I know I don’t have to go to church today because it isn’t a Holy Day of Obligation, but I will. There is something personal in going and getting ashes in the sign of the cross on my forehead that make me take dedication and sacrifice to heart. It might only be for forty-six days but if I can do or not do something that long, or be dedicated continuously for forty-six days, then I can do anything.
As previously stated, I have “given up” the crack starting today. The crack being Pepsi. You have no idea how much I love real Pepsi. I also am dedicating myself to the St John Health Club going five times a week for some sort of physical workout. What that will be remains to be seen, but I’ve contacted Tyron and he’s ready to work me until I drop. That is exactly what motivates me. It’s my competitive spirit, don’t tell me I cannot do something. Or, frankly, if he tells me to do something physical I will attempt it without saying a word, and so far, I have done everything he has thrown at me. I am, needless to say, strong-willed. It comes from a long line of hard-headed, strong-willed people.
For me it’s about finding my own fullness that no-one can take away from me. It’s a constant journey that isn’t always so easy. For instance, I’ve been in a stagnant phase, and I hate it. But I’m using Ash Wednesday and Lent to give me the push to get off of my butt and get going.
It also means I can write my story from this point. I can add my language that says who I am and what I mean. I have to get up each morning and resolve myself to be happy for just that day. I do that day in and day out for forty-six days and then every morning will be bright. I have to set my own conditions and not let other’s circumstances set them for me. I can condition myself instead of being conditioned by other’s negative thoughts and words.

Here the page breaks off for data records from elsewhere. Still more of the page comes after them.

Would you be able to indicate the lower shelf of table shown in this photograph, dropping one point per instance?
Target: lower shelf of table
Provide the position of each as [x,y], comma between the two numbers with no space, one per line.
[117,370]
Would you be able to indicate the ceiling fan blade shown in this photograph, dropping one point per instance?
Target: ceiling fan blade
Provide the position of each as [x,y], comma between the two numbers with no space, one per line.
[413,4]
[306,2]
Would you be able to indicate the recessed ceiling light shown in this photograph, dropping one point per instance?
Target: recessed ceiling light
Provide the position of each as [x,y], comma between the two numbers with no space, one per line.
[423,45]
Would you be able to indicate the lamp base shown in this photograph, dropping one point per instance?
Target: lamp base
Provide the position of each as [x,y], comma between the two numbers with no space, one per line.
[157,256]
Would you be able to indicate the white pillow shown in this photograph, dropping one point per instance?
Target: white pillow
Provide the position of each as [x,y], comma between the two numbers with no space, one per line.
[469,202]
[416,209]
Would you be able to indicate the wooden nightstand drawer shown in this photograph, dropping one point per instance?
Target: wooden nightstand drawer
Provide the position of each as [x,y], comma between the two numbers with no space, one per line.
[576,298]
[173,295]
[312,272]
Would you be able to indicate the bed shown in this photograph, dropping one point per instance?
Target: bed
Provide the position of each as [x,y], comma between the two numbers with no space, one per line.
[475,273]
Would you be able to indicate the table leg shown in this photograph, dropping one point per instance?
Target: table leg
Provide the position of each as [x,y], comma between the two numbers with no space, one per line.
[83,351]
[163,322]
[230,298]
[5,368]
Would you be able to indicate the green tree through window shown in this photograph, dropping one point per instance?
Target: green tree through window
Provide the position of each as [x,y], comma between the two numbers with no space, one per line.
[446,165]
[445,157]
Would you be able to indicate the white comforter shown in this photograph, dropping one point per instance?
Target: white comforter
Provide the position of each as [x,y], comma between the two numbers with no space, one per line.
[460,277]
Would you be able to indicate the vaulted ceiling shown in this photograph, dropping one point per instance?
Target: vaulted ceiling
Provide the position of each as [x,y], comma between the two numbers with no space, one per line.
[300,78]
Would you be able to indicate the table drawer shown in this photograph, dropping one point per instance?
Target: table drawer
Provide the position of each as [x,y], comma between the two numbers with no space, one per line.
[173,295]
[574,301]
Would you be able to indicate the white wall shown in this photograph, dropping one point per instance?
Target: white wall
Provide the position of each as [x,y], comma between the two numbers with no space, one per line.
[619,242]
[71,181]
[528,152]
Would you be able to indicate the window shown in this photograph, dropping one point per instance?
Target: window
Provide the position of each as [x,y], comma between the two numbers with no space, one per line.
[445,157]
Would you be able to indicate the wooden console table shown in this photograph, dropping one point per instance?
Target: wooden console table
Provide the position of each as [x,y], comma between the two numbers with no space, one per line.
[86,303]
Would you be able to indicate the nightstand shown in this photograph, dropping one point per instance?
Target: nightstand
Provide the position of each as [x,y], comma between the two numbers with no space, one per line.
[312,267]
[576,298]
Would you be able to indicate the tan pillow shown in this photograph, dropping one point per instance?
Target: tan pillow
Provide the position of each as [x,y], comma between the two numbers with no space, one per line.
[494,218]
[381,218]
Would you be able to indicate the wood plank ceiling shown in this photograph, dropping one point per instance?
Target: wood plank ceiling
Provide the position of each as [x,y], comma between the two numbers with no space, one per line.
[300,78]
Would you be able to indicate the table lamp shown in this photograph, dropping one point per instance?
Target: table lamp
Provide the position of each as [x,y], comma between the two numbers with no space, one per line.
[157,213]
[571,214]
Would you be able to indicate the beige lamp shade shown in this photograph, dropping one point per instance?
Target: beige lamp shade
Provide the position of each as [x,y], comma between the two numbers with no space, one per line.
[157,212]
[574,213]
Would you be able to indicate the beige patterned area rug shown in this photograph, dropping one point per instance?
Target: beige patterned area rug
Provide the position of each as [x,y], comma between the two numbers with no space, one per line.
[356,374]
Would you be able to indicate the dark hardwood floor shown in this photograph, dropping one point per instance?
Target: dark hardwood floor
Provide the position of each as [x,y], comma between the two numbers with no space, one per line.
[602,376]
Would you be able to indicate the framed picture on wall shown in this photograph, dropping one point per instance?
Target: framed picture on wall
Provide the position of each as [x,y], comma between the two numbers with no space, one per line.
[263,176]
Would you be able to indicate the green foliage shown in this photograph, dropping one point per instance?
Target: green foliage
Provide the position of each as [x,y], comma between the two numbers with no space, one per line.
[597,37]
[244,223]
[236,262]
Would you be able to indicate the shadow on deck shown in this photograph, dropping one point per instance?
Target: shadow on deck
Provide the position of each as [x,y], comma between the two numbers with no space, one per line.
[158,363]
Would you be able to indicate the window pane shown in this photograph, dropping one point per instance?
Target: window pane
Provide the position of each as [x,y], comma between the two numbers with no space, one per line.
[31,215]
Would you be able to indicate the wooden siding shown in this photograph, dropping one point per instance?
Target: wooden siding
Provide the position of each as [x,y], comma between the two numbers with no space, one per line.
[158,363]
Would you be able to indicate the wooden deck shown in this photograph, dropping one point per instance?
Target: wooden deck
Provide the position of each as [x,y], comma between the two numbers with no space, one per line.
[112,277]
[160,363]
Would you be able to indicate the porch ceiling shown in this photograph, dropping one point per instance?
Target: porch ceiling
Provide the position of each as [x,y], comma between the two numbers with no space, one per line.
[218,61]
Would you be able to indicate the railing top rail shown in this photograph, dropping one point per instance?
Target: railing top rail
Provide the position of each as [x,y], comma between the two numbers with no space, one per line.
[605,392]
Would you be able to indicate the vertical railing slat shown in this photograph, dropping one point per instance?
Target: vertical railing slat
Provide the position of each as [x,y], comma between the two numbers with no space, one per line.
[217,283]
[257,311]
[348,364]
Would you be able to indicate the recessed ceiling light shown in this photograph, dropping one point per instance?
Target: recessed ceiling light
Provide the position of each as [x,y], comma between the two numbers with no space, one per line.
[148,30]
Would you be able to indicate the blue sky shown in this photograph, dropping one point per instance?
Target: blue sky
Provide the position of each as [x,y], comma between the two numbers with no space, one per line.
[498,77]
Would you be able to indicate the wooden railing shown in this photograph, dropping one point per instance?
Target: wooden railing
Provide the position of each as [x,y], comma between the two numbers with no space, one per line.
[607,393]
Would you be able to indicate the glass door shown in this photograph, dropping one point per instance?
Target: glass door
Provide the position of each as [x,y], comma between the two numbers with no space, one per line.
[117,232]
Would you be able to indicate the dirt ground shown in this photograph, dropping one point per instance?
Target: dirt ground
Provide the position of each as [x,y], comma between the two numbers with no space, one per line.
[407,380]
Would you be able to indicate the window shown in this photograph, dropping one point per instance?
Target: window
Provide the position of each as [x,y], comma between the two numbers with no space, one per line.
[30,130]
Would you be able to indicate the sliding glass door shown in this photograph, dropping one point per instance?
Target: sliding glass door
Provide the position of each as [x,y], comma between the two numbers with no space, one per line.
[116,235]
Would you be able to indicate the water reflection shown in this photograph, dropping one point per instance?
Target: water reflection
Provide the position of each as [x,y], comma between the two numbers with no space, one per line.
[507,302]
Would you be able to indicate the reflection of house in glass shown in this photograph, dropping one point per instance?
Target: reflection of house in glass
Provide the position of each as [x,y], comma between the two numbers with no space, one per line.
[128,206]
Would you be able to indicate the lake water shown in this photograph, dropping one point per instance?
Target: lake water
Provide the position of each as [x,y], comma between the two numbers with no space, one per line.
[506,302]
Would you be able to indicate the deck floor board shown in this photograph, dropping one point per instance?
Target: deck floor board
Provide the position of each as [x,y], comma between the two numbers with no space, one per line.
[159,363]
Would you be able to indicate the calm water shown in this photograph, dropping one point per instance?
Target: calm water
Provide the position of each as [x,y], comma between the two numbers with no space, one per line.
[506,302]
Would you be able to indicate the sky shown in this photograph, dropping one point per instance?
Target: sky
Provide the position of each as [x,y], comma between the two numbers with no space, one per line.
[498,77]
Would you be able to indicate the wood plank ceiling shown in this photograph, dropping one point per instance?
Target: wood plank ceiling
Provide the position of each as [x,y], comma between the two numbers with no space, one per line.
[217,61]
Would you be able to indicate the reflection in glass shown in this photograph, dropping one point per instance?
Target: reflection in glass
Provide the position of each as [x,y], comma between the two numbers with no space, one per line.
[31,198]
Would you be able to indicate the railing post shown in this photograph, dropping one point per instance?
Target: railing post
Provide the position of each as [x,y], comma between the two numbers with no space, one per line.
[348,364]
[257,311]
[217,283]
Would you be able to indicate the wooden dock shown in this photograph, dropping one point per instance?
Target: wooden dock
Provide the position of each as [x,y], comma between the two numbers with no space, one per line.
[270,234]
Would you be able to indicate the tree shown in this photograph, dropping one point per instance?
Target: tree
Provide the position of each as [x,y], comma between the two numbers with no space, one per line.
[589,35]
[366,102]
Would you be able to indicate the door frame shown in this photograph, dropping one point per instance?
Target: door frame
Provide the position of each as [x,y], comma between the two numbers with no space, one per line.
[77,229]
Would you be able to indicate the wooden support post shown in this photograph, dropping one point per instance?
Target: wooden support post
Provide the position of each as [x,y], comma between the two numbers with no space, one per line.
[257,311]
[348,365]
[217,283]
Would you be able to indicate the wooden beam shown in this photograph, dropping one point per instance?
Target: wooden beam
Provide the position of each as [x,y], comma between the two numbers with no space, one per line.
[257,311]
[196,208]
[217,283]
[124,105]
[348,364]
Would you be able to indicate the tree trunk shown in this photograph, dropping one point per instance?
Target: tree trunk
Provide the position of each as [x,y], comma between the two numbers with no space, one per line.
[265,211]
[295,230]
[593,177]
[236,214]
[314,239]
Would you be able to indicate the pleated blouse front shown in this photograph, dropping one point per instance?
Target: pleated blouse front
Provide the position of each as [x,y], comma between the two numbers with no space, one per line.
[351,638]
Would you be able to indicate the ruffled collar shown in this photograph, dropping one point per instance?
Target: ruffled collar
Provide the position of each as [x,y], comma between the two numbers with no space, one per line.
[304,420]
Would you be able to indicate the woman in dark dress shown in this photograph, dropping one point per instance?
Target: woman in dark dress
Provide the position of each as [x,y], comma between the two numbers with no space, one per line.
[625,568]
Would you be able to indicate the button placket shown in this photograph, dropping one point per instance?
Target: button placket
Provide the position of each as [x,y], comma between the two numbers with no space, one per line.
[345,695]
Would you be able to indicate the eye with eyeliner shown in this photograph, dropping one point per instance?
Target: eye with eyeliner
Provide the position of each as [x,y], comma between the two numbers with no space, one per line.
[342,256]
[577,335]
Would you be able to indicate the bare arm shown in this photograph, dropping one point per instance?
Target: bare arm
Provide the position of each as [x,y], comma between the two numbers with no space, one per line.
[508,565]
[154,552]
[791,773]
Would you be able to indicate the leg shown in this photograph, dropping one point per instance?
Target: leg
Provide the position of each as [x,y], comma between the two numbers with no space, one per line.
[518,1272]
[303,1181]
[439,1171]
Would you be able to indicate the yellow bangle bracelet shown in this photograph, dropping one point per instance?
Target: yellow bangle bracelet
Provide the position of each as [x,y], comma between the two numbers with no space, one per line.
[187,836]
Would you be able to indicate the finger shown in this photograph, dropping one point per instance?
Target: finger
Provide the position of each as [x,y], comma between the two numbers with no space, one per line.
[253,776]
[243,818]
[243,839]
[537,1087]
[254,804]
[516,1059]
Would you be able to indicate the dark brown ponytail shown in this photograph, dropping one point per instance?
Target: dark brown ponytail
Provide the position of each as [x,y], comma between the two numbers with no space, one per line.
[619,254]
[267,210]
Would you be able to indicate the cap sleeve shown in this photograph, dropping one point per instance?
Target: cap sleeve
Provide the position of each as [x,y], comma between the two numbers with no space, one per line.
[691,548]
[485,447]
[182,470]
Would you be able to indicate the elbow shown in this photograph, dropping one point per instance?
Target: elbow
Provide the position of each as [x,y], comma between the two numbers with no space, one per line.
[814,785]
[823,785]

If I can just breathe in life, the nuttiness, the beauty, the wonder, and depth of it, then I will be fearless. I can be bullet-proof.
I read a quote once that I love and I will paraphrase it. “Light trumps dark every time. You can stick a candle into the dark, but you cannot stick dark into the light.
My hope is that I always show the light….even when I’m feeling dark…that I always remember the light, the way, the truth.
I’ve also committed to meditating and praying for thirty solid minutes each day. That doesn’t mean I won’t do it at other times as needed, but for thirty minutes I’m going to go still and listen and pray for each of you….and for myself.
So to all my fellow Catholics….good luck today with the fasting….I hope the next 46 days bring you love and peace and enlightenment.